On note en particulier «l'obligation de la Sûreté du Québec (SQ) de donner son avis au Bureau de la sécurité privée (BSP) quant au respect des conditions par les demandeurs de permis», et un élargissement de ses vérifications à une «seconde couche» d'actionnaires «lorsque le propriétaire, un actionnaire ou un associé est une société ou une personne morale», pour éviter le recours aux prête-noms. Mais ce sera toujours le BSP qui aura le dernier mot.
La SQ pourra aussi à tout moment faire des vérifications sur une agence dont le permis est valide. Le BSP peut déjà révoquer ou suspendre un permis en tout temps.
Résiliations en cascade
L'automne dernier, La Presse avait publié une enquête sur cette firme, choisie par l'ex-chef de police Yvan Delorme pour garder le quartier général du SPVM, rue Saint-Urbain. Sécur-Action avait remplacé au pied levé la firme BCIA, propriété de Luigi Coretti, elle-même éclaboussée par la controverse avant de déclarer faillite.
Sécur-Action gardait aussi l'édifice de la SQ à Montréal ainsi que celui qui abrite l'escouade Marteau, alors que la direction de Sécur-Action entretenait des liens d'affaires et même d'amitié avec des individus du milieu de la construction, en particulier Tony Accurso et l'un de ses fils.
La Presse avait aussi révélé les fréquentations et antécédents judiciaires du directeur des opérations de cette firme et bras droit d'Éric Beaupré. Ce cadre avait déjà été accusé d'extorsion et de voies de fait graves, en plus d'avoir été condamné à un an de prison à purger dans la communauté pour production de marijuana. Ce passé judiciaire avait échappé à la SQ et au BSP puisque ce cadre était considéré par Sécur-Action comme ayant un simple rôle administratif qui ne nécessitait pas de permis d'agent. Son existence était donc passée sous le radar des autorités.
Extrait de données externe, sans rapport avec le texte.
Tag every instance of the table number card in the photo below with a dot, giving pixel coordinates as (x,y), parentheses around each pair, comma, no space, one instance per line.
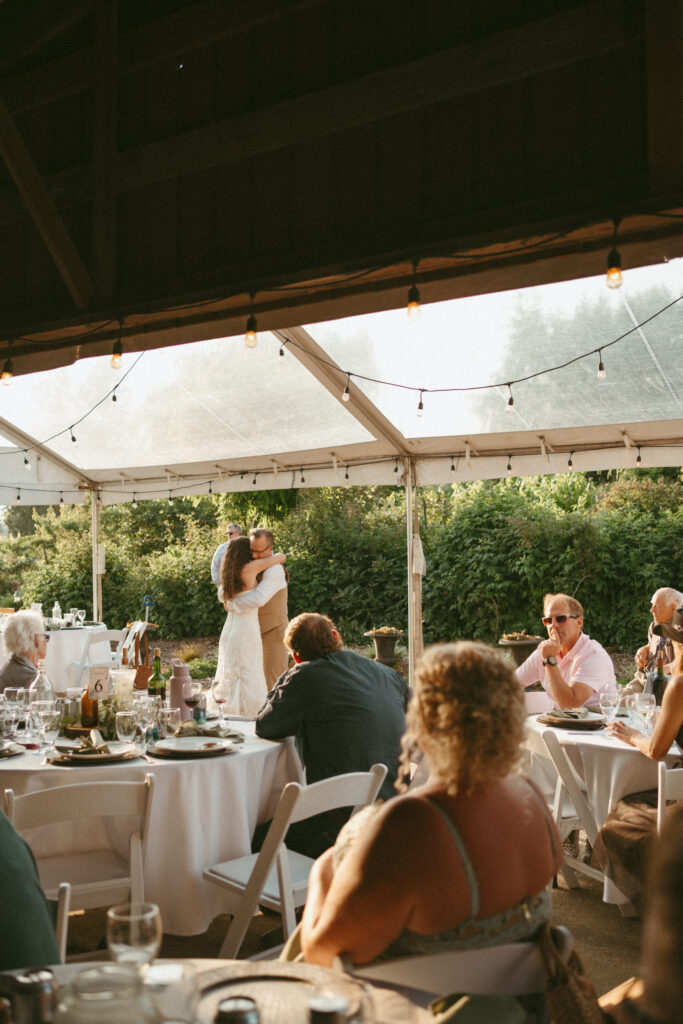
(98,682)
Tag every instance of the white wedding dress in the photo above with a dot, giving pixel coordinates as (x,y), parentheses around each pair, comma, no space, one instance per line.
(241,660)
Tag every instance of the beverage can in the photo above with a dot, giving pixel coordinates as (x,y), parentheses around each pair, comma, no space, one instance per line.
(238,1010)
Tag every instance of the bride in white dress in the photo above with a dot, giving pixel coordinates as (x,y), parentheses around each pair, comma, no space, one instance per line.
(240,648)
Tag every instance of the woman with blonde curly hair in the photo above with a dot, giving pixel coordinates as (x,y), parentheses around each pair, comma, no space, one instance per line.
(465,860)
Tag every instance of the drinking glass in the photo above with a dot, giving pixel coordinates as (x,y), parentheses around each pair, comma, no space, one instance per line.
(646,706)
(609,706)
(126,726)
(133,934)
(50,721)
(220,691)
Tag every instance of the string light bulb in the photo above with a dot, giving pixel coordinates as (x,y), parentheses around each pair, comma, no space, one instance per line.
(117,351)
(413,310)
(614,279)
(601,367)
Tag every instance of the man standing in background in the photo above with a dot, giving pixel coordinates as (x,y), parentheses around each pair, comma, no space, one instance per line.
(270,599)
(232,529)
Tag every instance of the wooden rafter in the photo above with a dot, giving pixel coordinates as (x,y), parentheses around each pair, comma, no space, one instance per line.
(42,209)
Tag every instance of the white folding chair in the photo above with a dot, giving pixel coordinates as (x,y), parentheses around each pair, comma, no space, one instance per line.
(670,787)
(278,878)
(96,637)
(511,969)
(98,877)
(61,922)
(570,809)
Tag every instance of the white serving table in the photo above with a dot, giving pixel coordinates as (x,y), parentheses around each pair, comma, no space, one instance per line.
(609,768)
(205,811)
(65,646)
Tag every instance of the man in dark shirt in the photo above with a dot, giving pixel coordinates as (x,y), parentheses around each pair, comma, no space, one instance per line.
(347,713)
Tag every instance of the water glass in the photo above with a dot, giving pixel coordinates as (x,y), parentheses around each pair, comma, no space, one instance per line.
(645,707)
(126,726)
(133,934)
(609,706)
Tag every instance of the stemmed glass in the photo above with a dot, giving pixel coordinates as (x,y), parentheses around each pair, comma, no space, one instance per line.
(609,706)
(220,691)
(191,691)
(133,934)
(646,706)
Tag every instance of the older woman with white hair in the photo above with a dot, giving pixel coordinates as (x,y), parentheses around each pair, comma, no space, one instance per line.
(26,642)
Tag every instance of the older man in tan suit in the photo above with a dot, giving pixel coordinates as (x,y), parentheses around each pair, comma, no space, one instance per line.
(270,599)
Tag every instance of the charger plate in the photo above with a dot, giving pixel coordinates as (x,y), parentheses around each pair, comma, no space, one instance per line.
(581,724)
(282,991)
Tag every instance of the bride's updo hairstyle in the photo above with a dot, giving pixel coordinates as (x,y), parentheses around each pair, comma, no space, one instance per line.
(467,713)
(237,555)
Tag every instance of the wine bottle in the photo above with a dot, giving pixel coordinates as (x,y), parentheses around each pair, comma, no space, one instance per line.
(41,688)
(157,683)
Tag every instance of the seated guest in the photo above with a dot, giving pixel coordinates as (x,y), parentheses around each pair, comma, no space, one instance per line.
(665,602)
(27,936)
(622,848)
(657,997)
(26,642)
(572,669)
(461,862)
(346,711)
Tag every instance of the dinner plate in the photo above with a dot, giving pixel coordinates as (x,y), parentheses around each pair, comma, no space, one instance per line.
(585,724)
(190,747)
(11,750)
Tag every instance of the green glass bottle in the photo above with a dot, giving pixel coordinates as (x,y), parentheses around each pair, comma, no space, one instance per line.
(157,683)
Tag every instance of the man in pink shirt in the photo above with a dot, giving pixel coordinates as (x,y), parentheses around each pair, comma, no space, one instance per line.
(572,669)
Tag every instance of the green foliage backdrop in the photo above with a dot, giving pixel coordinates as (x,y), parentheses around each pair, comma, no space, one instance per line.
(493,549)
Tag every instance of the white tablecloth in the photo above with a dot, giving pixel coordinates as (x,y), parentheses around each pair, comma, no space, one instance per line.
(205,811)
(609,768)
(66,646)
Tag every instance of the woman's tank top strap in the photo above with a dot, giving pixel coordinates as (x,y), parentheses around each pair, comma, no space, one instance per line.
(464,856)
(547,816)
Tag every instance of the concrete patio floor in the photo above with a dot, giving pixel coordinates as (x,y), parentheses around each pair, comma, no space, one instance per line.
(607,942)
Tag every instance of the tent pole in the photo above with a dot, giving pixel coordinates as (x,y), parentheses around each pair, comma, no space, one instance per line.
(94,509)
(412,636)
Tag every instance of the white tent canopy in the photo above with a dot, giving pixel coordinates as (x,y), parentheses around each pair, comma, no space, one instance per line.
(216,414)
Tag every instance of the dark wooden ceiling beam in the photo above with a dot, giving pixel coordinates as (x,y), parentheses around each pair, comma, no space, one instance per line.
(43,211)
(665,93)
(507,56)
(104,152)
(193,28)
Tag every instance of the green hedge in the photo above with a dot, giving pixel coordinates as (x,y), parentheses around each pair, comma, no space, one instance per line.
(493,550)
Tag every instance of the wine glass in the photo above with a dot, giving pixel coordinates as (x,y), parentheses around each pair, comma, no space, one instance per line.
(220,691)
(191,691)
(133,934)
(609,706)
(50,721)
(646,706)
(126,726)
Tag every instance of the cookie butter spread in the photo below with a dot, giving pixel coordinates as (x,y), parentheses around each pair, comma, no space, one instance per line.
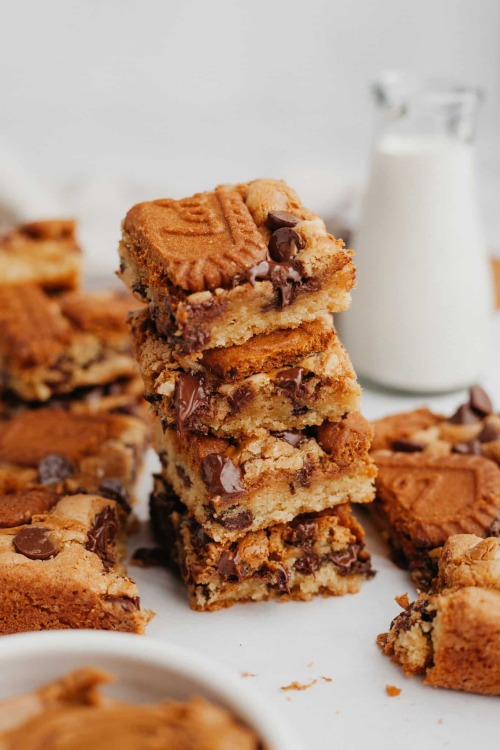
(72,714)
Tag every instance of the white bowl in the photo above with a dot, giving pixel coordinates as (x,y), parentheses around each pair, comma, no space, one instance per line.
(146,671)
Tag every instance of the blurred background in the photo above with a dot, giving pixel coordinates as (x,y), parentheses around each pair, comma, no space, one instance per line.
(106,103)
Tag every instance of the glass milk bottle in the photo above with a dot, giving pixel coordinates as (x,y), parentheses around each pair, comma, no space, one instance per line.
(419,318)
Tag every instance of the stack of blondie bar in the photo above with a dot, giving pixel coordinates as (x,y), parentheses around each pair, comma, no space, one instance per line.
(71,440)
(261,443)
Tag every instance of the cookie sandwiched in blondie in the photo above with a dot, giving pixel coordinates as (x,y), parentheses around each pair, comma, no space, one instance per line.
(70,452)
(231,487)
(53,345)
(314,554)
(436,478)
(288,379)
(61,564)
(452,635)
(223,266)
(44,253)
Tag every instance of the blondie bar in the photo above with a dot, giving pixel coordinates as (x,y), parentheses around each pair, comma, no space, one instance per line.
(61,564)
(52,345)
(232,487)
(452,635)
(436,477)
(314,554)
(70,452)
(43,253)
(284,380)
(223,266)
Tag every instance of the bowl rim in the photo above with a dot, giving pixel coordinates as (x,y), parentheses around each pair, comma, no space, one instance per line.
(251,707)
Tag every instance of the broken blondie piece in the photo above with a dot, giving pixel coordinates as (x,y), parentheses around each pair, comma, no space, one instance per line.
(435,478)
(223,266)
(53,345)
(232,487)
(70,452)
(314,554)
(288,379)
(452,635)
(61,564)
(44,253)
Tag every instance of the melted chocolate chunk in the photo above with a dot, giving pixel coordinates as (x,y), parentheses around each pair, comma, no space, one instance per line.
(54,468)
(233,522)
(102,536)
(149,557)
(291,381)
(283,276)
(464,415)
(304,474)
(407,446)
(228,567)
(278,219)
(34,542)
(284,244)
(473,447)
(294,437)
(489,433)
(113,489)
(307,563)
(221,476)
(480,402)
(242,396)
(189,397)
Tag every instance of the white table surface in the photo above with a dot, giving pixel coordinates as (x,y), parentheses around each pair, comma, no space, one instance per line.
(333,638)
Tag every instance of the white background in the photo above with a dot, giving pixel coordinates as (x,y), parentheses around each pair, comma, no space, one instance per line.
(112,101)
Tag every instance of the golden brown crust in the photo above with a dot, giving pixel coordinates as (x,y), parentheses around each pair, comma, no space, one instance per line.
(429,498)
(168,234)
(267,352)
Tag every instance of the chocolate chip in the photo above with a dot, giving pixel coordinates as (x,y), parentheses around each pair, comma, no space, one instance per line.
(102,537)
(307,563)
(473,447)
(278,219)
(113,489)
(479,401)
(464,415)
(189,397)
(407,446)
(283,276)
(291,381)
(34,542)
(54,468)
(149,557)
(285,244)
(221,476)
(294,437)
(228,567)
(489,433)
(241,398)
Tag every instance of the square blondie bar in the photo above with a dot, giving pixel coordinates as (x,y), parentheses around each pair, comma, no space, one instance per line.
(437,476)
(286,380)
(53,345)
(71,452)
(44,253)
(223,266)
(314,554)
(452,635)
(232,487)
(61,564)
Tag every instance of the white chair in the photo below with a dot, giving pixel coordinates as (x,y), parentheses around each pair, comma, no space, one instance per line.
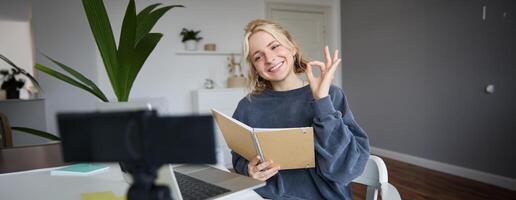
(376,179)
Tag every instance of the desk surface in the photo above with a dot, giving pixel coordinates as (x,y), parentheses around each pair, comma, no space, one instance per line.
(39,184)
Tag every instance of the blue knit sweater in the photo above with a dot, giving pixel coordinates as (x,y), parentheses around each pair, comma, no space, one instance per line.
(341,146)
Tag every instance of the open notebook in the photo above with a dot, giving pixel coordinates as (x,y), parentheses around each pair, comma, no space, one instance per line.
(290,148)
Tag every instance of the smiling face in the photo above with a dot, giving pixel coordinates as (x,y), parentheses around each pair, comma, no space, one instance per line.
(272,60)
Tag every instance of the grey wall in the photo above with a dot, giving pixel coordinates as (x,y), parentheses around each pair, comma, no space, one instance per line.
(415,71)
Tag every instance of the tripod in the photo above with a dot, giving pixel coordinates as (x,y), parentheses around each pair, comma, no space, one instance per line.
(143,187)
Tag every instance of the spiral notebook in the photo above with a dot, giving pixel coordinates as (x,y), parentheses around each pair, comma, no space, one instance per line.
(290,148)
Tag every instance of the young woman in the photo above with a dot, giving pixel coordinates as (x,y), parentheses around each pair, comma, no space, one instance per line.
(280,99)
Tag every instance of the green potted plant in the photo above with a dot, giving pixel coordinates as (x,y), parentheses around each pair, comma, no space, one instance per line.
(11,84)
(190,39)
(122,63)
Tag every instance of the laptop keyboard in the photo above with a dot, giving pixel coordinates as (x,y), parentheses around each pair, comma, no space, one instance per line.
(192,188)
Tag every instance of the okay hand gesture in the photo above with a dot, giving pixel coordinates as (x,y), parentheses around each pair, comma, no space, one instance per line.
(321,85)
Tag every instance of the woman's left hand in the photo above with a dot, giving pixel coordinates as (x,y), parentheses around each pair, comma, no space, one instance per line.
(321,85)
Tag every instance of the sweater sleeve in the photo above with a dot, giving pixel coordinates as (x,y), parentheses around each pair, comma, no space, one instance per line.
(239,162)
(342,147)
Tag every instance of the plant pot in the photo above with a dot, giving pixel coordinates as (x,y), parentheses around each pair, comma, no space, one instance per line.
(12,93)
(236,82)
(191,45)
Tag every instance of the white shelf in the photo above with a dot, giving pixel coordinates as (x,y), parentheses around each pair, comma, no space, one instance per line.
(214,53)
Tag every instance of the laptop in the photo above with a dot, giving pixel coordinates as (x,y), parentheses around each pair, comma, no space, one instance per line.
(188,182)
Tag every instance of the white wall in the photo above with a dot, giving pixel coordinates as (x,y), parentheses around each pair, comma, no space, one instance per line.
(165,76)
(18,50)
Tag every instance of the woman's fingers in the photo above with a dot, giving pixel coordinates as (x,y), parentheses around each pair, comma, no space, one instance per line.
(309,73)
(254,161)
(335,56)
(269,173)
(327,56)
(263,165)
(320,64)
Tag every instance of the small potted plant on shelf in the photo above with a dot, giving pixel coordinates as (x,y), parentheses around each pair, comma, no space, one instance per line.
(11,84)
(190,39)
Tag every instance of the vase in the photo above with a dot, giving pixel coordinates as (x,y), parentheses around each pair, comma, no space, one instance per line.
(191,45)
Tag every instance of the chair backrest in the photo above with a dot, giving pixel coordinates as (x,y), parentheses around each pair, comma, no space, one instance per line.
(23,158)
(374,175)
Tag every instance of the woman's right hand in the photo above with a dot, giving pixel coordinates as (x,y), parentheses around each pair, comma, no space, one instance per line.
(261,171)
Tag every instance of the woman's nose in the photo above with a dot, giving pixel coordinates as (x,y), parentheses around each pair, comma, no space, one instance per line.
(269,57)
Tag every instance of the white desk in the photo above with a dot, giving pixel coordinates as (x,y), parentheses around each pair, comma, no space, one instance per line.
(38,184)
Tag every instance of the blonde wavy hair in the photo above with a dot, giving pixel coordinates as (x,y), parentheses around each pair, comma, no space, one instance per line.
(256,83)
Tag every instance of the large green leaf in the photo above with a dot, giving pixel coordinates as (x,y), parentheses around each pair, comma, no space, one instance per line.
(103,34)
(125,48)
(80,77)
(69,80)
(145,23)
(142,51)
(36,133)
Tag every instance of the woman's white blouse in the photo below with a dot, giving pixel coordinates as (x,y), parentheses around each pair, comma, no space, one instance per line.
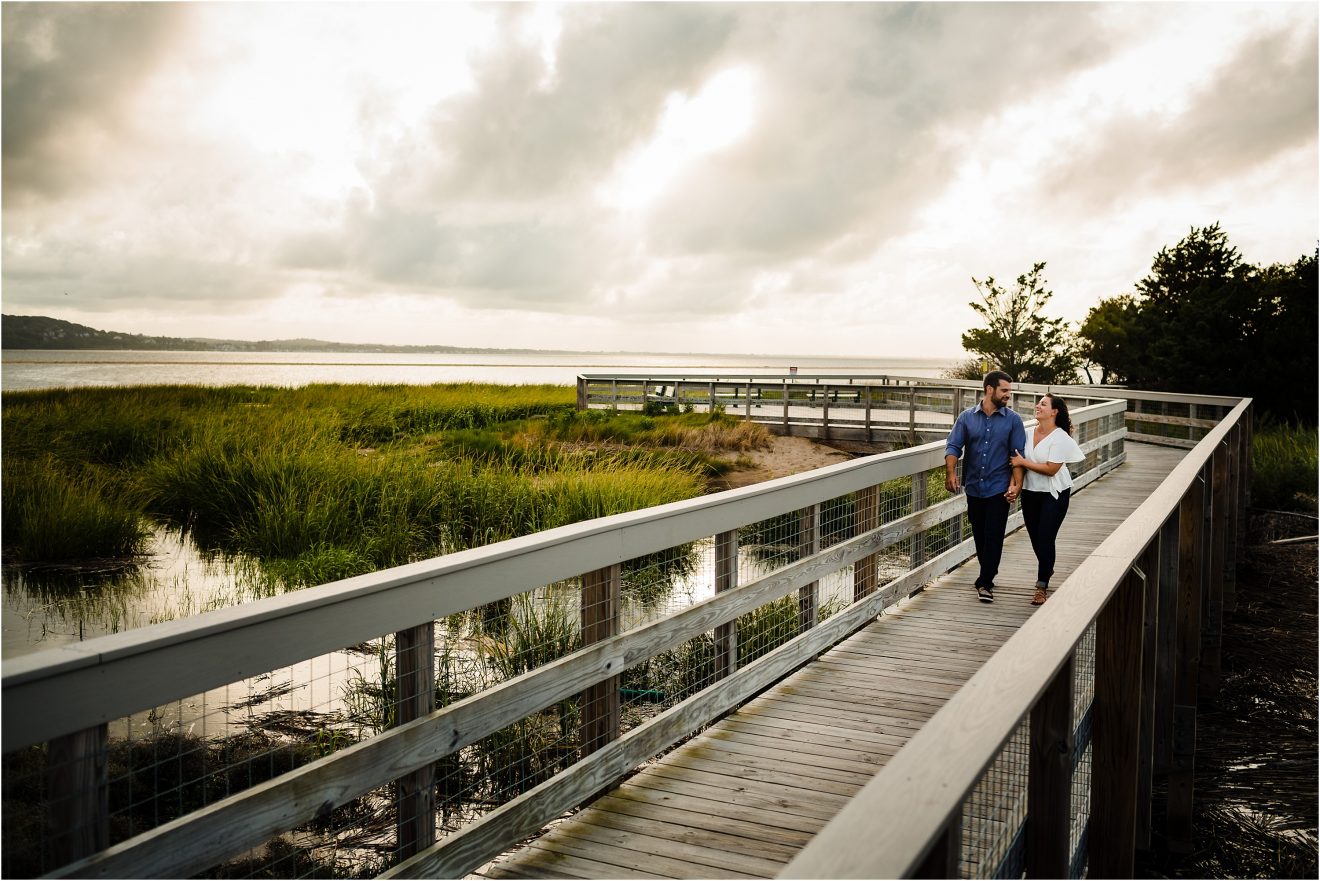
(1056,447)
Dans la foulée de ces révélations, et après avoir mené ses propres enquêtes, le maire de Montréal et son nouveau chef de police, Marc Parent, avaient évincé Sécur-Action des locaux du SPVM. La SQ et le ministère de la Sécurité publique leur avaient emboîté le pas en résiliant leurs contrats avec cette firme.
La SQ avait justifié ainsi sa décision: «Les vérifications débutées depuis déjà quelques jours et des informations additionnelles récemment obtenues l'amènent à résilier ses liens contractuels avec ladite agence.»
Comment expliquer que, sept mois plus tard, l'enquête de la SQ ait permis à Sécur-Action de conserver son permis alors qu'elle est persona non grata dans ses propres locaux? «Nos exigences sont plus sévères et on ne peut laisser planer aucun doute», dit Martine Isabelle.
Le 27 mai, le sous-ministre des Affaires municipales Marc Lacroix a informé le DG de Montréal que ses vérificateurs allaient se pencher sur le processus d'attribution des contrats du SPVM à des firmes de sécurité privées.